Efforts between federal regulators and major banks to reach a settlement that could help American homeowners in foreclosure came to fruition as a settlement was announced today. The agreement calls for five major banks, Bank of America (BAC), Citigroup (C), JP Morgan Chase (JPM), Wells Fargo (WFC), and privately-held Ally Financial, to pay $26 billion to homeowners affected by the practice of robo-signing mortgages.
"This historic settlement will provide immediate relief to homeowners - forcing banks to reduce the principal balance on many loans, refinance loans for underwater borrowers, and pay billions of dollars to states and consumers," said HUD Secretary Shaun Donovan.
Payment for Past Abuses
The bank paying the majority of the settlement is Bank of America, which will be shelling out $11.8 billion. Wells Fargo will pay $5.4 billion, JP Morgan $5.3 billion, Citigroup $2.2 billion, and Ally will pay $310 million. These five banks, collectively, control payments on 55 percent of all outstanding home loans. The deal appeared to be in trouble yesterday as key states like California and New York were poised to withhold support, but those states have apparently overcome their issues with the plan and signed on.
The settlement marks the end of a year-long push by regulators to make banks pay for their abuses.
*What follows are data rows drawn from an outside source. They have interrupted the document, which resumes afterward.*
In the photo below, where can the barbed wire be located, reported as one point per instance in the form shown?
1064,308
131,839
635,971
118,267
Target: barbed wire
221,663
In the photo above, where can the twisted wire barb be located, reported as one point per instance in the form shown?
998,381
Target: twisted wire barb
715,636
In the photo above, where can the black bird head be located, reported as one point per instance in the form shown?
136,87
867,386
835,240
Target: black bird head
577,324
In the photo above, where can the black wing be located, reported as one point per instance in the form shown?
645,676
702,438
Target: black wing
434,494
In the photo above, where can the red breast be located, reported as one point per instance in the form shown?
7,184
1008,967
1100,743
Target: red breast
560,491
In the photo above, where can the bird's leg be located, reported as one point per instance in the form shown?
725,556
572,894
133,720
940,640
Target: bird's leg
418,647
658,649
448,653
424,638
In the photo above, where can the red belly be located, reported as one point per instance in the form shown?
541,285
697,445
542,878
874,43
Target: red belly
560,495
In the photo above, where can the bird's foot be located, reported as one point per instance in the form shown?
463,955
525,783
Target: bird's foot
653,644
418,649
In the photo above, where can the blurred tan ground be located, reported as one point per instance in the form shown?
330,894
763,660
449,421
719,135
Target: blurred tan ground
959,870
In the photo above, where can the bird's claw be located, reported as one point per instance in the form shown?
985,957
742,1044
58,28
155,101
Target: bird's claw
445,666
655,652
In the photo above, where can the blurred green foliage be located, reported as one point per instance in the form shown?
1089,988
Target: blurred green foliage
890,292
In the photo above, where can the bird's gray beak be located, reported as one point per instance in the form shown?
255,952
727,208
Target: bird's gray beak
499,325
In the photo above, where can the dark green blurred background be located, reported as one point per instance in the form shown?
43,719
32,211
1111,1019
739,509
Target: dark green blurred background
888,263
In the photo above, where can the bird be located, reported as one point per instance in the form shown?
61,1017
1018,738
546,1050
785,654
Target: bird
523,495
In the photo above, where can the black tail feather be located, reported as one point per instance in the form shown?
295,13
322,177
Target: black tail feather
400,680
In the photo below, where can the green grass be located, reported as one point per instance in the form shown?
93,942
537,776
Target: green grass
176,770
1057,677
In 2010, the foreclosure process hit a major snag when it was revealed that banks were routinely submitting bogus mortgage documents due, in part, to their practice of "robo-signing" forms in an effort to hasten the foreclosure process.
"This isn’t just about punishing banks for their irresponsible behavior," Housing and Urban Development Secretary Shaun Donovan said at a Washington news conference. "It’s also about requiring them to help the people they harmed by funding efforts to help homeowners stay in their homes."
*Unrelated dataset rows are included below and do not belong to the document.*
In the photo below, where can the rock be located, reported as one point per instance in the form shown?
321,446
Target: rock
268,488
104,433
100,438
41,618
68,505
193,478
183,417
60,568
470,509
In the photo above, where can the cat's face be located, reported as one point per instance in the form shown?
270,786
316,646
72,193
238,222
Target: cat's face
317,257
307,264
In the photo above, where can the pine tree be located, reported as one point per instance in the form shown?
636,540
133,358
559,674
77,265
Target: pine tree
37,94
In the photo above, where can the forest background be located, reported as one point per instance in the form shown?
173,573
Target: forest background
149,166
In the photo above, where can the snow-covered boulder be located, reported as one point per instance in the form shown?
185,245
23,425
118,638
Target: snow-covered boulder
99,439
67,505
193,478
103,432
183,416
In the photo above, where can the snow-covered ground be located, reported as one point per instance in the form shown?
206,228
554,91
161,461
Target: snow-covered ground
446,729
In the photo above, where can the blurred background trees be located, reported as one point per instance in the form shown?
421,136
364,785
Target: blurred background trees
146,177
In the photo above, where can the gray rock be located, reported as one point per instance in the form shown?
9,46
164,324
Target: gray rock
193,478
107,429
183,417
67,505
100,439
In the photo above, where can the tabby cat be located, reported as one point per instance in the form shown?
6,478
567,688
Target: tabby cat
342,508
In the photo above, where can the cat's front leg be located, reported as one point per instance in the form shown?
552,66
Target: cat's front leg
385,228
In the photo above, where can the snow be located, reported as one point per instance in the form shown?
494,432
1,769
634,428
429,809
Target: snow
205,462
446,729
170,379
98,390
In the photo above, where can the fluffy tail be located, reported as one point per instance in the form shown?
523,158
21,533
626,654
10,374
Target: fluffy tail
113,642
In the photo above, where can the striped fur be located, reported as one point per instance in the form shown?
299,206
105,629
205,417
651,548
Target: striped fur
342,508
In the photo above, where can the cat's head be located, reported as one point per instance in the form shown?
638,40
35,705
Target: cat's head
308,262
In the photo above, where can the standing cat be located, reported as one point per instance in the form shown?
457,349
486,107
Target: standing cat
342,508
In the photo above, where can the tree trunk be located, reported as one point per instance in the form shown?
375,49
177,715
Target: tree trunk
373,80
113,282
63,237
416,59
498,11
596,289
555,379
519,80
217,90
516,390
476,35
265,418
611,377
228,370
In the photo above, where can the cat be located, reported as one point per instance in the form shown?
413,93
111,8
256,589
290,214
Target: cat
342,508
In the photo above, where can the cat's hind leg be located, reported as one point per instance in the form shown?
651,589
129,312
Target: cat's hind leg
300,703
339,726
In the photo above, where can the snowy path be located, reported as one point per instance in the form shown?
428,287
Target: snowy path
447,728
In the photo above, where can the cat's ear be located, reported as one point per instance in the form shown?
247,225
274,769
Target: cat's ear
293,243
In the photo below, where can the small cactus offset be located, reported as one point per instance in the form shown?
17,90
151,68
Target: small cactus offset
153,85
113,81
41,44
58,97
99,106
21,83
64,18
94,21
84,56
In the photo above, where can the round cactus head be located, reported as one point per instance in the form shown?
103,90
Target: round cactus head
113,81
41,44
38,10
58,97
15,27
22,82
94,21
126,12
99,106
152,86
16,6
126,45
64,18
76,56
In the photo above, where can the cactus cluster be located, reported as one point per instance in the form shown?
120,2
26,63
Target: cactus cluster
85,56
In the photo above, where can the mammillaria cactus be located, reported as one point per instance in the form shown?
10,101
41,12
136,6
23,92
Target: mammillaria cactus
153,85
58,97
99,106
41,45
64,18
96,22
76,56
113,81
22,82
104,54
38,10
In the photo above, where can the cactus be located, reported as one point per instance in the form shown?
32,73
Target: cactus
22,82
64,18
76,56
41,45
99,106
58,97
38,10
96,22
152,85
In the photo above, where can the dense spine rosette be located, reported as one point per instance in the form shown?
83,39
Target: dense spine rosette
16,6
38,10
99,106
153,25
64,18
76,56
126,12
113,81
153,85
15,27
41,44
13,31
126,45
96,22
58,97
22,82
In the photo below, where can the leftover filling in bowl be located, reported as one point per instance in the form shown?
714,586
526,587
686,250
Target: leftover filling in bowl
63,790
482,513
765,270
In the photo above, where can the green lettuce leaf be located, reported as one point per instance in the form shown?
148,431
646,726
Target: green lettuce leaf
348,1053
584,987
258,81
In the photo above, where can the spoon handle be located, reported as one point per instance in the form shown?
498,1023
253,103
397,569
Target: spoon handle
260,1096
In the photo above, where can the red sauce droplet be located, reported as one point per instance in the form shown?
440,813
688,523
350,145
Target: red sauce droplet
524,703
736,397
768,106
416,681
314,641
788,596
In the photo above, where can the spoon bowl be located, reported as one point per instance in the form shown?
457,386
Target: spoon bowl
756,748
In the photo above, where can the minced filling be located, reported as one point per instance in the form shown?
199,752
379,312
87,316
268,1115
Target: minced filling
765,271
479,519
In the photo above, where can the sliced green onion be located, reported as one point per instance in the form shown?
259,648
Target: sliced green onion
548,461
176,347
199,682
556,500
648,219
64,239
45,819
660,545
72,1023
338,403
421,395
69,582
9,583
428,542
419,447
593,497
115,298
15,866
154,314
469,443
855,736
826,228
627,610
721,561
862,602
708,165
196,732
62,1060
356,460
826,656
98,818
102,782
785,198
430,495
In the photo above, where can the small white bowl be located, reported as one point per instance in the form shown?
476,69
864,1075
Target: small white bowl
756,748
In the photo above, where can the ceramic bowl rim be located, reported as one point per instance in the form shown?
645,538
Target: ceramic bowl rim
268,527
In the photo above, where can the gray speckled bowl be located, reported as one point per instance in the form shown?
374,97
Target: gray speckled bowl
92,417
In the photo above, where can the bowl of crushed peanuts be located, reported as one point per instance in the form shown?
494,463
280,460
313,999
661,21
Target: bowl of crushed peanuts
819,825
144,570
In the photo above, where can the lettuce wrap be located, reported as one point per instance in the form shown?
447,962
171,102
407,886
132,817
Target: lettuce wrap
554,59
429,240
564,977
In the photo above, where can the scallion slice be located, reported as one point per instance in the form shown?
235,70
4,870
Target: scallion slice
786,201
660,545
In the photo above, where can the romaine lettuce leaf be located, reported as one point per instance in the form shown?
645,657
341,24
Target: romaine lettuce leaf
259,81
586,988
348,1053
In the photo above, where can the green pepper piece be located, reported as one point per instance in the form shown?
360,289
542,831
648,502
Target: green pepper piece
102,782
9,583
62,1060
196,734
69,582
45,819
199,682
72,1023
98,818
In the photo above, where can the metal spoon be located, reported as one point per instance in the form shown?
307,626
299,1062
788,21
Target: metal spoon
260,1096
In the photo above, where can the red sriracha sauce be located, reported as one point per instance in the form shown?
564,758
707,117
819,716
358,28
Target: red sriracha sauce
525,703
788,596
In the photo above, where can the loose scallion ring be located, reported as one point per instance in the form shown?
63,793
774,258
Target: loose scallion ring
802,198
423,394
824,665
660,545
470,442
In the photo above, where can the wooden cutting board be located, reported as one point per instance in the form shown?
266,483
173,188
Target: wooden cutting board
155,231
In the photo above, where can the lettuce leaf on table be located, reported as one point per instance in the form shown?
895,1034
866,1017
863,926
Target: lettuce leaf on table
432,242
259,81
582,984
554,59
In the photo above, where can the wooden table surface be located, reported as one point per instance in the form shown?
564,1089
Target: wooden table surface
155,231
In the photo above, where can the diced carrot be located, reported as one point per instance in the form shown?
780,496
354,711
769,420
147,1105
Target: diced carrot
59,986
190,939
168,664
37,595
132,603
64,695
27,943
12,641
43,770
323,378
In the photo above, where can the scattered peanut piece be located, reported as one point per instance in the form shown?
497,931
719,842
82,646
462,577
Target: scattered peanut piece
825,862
Magic Pill for Housing Market?
"No action, no matter how meaningful, is going to by itself entirely heal the housing market," President Obama said in remarks at the White House. "But this settlement is a start."
While initial excitement about the deal appears high, there's serious questions about just how much the $26 billion will really mean to a housing market that has lost nearly one third of its total value over the last five years. This has left 11 million homeowners under water on their mortgages by some $750 billion, making many analysts speculate that the $26 billion settlement will be a drop in the bucket despite more than $20 billion of the settlement going to cutting loan balances for borrowers at risk of foreclosure.
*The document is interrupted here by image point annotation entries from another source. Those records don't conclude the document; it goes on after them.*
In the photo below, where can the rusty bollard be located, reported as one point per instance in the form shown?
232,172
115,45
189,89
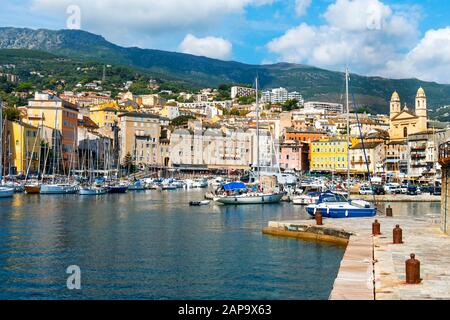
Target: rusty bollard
319,218
376,228
389,212
413,270
398,235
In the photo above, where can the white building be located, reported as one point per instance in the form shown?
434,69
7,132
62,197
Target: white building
242,92
281,95
323,107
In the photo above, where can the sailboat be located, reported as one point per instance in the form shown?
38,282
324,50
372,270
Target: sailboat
61,188
259,197
90,189
333,205
5,192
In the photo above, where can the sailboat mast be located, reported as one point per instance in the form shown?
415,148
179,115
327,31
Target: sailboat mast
257,130
1,141
348,130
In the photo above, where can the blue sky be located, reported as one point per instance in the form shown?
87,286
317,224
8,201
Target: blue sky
401,38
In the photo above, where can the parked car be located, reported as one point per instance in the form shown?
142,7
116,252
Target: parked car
404,189
378,190
364,190
436,191
392,188
413,191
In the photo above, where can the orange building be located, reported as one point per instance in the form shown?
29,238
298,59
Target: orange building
304,135
52,112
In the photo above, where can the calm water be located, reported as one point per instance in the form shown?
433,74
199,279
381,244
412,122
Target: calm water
152,245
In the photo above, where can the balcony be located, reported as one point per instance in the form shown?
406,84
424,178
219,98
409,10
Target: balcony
444,153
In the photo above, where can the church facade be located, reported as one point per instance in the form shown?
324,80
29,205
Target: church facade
405,122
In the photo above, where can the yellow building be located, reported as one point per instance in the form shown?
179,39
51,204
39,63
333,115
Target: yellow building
51,111
107,114
404,121
22,148
330,154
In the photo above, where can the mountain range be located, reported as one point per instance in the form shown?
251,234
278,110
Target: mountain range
314,83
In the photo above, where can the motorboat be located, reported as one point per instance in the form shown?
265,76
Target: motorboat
117,189
200,183
33,188
58,189
199,203
92,191
137,186
332,205
6,192
251,198
305,199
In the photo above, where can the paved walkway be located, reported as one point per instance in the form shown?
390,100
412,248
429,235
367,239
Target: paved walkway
374,268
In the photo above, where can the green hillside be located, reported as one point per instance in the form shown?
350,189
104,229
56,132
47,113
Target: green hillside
193,72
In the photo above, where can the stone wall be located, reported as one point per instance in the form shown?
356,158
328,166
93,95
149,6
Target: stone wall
445,204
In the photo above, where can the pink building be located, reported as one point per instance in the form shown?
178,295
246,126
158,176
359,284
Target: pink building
294,155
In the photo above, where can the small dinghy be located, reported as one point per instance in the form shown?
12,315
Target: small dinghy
199,203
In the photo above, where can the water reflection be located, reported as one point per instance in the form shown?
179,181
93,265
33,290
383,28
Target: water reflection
152,245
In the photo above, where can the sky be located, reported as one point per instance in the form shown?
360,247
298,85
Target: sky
395,39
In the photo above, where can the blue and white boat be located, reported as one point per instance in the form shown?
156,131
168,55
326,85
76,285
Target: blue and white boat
332,205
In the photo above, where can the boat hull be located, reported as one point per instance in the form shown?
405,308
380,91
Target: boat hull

"It is frankly a headline victory for both banks and attorneys general with a modest impact on the housing market," said Joshua Rosner, managing director of investment firm Graham Fisher & Co. Guggenheim Partners analyst Jaret Seiberg echoed this sentiment, stating that "We believe any initial euphoria over the deal will quickly fade as investors realize the flood of additional mortgage-related litigation that the major banks face."
However, scoring a win for homeowners over major banks for suffering home owners carries a certain symbolic importance if nothing else, and many are celebrating the win. "The bottom line about this settlement, is it's okay, it's a step forward, it's a step in the right direction. But let's not kid ourselves, there's a hell of a lot more that needs to be done," said Ira Rheingold, executive director of the National Association of Consumer Advocates. Iowa Attorney General Tom Miller agreed, saying in a news conference that "This agreement has more to help homeowners than anything we've ever seen before."